Migrating to a new version of Apache Spark
IBM® Z Platform for Apache Spark (FMID HSPK130) is built on Apache Spark. Different service (PTF) levels of the product might provide different versions of Apache Spark. Perform the following steps if you are migrating from one version of Apache Spark to another.
Before you begin
IBM Platform for Apache Spark - Spark, Version 3.2.4 build for Hadoop 3.3.5
Built with Java JRE 1.8.0 IBM ZOS build 8.0.8.25 - pmz6480sr8fp25-20240328_01(SR8 FP25)
Built from Git zos_Spark_3.2.4.5 (revision dd2218dd09818049c3ee64f0a67ecc6d6bba50b2)
Built via Jenkins job zAnalytics/IzODA/zSpark/zos_Spark_3.2.4.5, Build#2
Build flags: -Phive -Phive-thriftserver -Phadoop-3.2
Before installing the new version of Apache Spark
Complete the following steps to understand the impact of migrating to a newer version of Apache Spark on your applications and to update your level of Java™.

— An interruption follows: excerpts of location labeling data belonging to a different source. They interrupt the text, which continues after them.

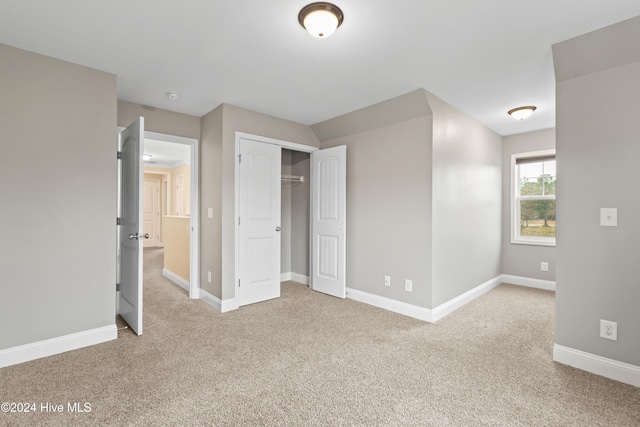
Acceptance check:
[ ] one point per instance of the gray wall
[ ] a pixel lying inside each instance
(466, 202)
(58, 185)
(424, 198)
(389, 209)
(211, 197)
(523, 260)
(597, 151)
(158, 120)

- Review the new functionality in the new version of Apache Spark and the changes to the Spark APIs to
determine any changes that you might need to make to your applications before migration. Use the
information at the following links to learn about the changes. Be sure to consider the changes for
each in between Apache Spark version.
For example, if you are migrating from Apache Spark 3.2.0 to 3.5.0, you need to consider
the changes for Apache Spark 3.3.0, and
3.4.0.
- For high-level information about new features; changes, removals, and deprecations made to the
Apache Spark APIs; performance
improvements and known issues, see the following links.
- If your previous Apache Spark version is 3.2.0, start here:
- The Spark SQL and Spark ML projects have additional migration changes for each version of Apache Spark. See the following resources for details.

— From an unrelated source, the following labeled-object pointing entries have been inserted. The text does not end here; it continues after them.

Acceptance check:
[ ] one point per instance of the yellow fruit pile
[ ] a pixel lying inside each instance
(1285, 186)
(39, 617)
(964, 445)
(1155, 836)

- The following Spark projects have no specific migration steps. However, they might document new behaviors as of the Spark version.
- For high-level information about new features; changes, removals, and deprecations made to the
Apache Spark APIs; performance
improvements and known issues, see the following links.
- Based on your findings from the information in step 1, update your applications as needed to work with the new Spark version.
- If you are using an older Java level than the one indicated in the RELEASE file, consider updating your Java level.
Ensure that any other open source or third-party software in your environment that interacts with Spark supports the new version of Apache Spark. For example, some versions of Scala Workbench do not work with the new versions of Apache Spark.
Installing the new version of Apache Spark
Install IBM Z Platform for Apache Spark, FMID HSPK130 and its service updates (PTFs).
For installation guidelines, see Program Directory for IBM Z Platform for Apache Spark (GI13-5806-01 or later).
After installing the new version of Apache Spark
- Recompile applications that use any of the changed Spark APIs.
- Examine any new
Apache Spark configuration options and
make necessary changes to your spark-defaults.conf and
spark-env.sh configuration files.
For the current list of configuration options, see http://spark.apache.org/docs/3.2.4/configuration.html or http://spark.apache.org/docs/3.5.0/configuration.html. A new Apache Spark version might introduce new configuration options as well as deprecate existing ones.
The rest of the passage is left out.